I've always been suspicious of old men who eagerly send young men off to fight wars on their behalf, but we pacifists of a certain age can enjoy the exhilarating sight of these intrepid rollerbladers and stunt skateboarders without guilt, knowing that they'll usually suffer nothing worse than a few minor cuts and bruises. After all, I've reached the age when, if I jumped off a wall, I'd shatter rather than bounce, so frankly I'd rather leave the feats of derringdo to these young whippersnappers, while I sit in my armchair and derring- don't.

Last night's edition was one long tribute to the analgesic properties (and demented potency) of juvenile testosterone, and contained some of the most reckless sporting action I've seen on television since Des Lynam began bungee jumping with his ratings (and his career).

The US equivalent of the rugger buggers I encountered (and despised) at university, they skateboarded into lakes, wrestled with grizzly bears, rollerskated in midair, and went hurtling crotch- first into their own handlebars, until there were more crushed nuts on the screen than you'd find atop an ice-cream sundae.
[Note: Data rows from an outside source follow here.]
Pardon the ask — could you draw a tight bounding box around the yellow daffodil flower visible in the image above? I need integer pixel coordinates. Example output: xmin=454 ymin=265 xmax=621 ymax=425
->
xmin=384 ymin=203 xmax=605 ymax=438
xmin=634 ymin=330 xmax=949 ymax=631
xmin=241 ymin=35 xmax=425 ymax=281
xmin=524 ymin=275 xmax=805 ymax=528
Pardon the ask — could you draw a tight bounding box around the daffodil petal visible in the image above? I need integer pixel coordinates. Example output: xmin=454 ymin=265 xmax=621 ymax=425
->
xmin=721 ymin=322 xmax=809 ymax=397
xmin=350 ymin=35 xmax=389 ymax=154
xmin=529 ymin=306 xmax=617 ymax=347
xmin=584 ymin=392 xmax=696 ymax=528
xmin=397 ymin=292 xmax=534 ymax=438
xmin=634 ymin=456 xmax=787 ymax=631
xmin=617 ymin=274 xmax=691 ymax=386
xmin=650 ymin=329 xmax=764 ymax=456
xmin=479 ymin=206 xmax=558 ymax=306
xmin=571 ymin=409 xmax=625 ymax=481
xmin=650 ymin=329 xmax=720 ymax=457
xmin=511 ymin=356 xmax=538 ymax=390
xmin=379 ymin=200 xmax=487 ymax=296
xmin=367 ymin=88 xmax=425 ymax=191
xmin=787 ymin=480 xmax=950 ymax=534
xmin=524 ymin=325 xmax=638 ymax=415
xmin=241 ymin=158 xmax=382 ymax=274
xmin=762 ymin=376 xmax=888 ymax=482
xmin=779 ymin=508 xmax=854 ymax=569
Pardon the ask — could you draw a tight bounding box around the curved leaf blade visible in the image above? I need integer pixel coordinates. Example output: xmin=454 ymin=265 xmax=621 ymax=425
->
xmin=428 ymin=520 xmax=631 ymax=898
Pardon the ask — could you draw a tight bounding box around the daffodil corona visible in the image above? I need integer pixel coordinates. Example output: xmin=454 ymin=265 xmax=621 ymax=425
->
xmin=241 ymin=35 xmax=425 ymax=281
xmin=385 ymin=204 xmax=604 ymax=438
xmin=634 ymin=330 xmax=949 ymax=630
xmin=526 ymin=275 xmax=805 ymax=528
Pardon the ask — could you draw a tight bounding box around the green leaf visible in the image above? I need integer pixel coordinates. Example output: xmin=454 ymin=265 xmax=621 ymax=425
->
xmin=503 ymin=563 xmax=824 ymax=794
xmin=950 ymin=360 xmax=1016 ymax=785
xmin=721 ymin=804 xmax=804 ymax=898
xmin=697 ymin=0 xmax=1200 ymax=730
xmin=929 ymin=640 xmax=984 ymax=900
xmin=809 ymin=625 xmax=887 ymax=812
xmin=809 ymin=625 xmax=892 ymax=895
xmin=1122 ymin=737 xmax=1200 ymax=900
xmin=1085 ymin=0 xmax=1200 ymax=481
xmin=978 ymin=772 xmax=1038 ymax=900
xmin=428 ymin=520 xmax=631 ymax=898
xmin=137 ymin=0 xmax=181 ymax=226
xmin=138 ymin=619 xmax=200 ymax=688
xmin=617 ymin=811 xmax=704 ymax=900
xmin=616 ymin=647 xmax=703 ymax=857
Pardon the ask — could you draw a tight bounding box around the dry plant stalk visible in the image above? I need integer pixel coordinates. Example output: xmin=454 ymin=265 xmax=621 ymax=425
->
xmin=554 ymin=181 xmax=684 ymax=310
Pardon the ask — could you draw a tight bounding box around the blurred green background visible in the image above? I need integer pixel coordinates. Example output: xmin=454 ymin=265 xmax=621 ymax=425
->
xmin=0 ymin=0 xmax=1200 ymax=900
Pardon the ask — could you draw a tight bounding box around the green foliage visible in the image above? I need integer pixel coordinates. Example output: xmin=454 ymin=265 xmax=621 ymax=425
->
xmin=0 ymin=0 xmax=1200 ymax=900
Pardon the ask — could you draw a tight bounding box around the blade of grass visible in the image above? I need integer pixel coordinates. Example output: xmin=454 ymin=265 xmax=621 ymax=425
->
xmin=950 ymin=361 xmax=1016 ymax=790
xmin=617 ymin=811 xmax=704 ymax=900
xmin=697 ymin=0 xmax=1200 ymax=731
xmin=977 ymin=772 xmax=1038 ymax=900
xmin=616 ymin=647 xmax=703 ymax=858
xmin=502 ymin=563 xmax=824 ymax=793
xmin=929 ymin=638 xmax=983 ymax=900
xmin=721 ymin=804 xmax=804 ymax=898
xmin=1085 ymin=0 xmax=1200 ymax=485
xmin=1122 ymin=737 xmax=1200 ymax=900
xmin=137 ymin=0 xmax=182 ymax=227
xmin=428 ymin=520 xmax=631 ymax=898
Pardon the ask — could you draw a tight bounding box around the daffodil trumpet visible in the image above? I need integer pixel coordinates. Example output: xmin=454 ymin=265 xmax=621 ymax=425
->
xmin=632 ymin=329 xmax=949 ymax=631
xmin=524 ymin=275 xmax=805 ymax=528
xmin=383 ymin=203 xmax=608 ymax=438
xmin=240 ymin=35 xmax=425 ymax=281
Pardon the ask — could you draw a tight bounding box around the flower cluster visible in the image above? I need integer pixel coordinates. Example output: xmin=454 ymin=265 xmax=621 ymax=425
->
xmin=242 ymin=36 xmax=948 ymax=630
Many of the falls and crashes must have been very painful, but there was no sadistic manipulation by unscrupulous producers going on here (the maniacs concoct all their own stunts), nor the nasty streak of cruelty that made You've Been Framed so distasteful, and I wondered what it is that twists the minds of young men, making them want to do such things to themselves? I suppose it's all down to the little joke that God has always played on teenage boys, pumping their bodies full of chemicals that make them desperate for sex, while simultaneously giving them baked-bean faces to ensure that the urge cannot be fulfilled.

AT times, the format seemed like a more gymnastic version of Trigger Happy TV, but whereas the portly Dom Joly wisely relies on cerebral bravado to challenge expectations, Johnny Knoxville and his chums prefer to challenge the laws of gravity. And the laws of decency too, because one of last night's stunts involved someone cycling stark-naked through town (useful when they want to park, I suppose, because they can just bend over), and another required a contributor to have two tons of stinking sardines poured over his head. At one point, a manic dwarf dressed as Superman even attempted to break his miniature spine on a wooden roller coaster, presumably in a bid to resemble Christopher Reeve a little more closely.

Speaking of which, isn't it ironic that, during the Nineties, the Iron Man got the electric chair, while OJ Simpson did not?

"If you're gonna be dumb, you'd better be tough," declares the show's theme song, in which case this bunch must be as tough as two short planks, but they positively exude joie de vivre, lan, and esprit de corps, even though they probably don't know what any of those words mean. Apparently, they're making a no-holds-barred movie of their exploits this year, and sooner or later one feels there's bound to be a death. But what they're doing clearly makes them feel alive, and it gave me a buzz too, albeit a vicarious one. So much television nowadays is dead at the centre, but this simply pulsates with energy, as one has come to expect from a Spike Jonze creation, though even he wouldn't dare to go as far as the highly-dubious stunt man in the deep south of the US, who allegedly performs under the name of Ku Klux Klaneval. His speciality? He tries to jump over 15 black men in a steamroller.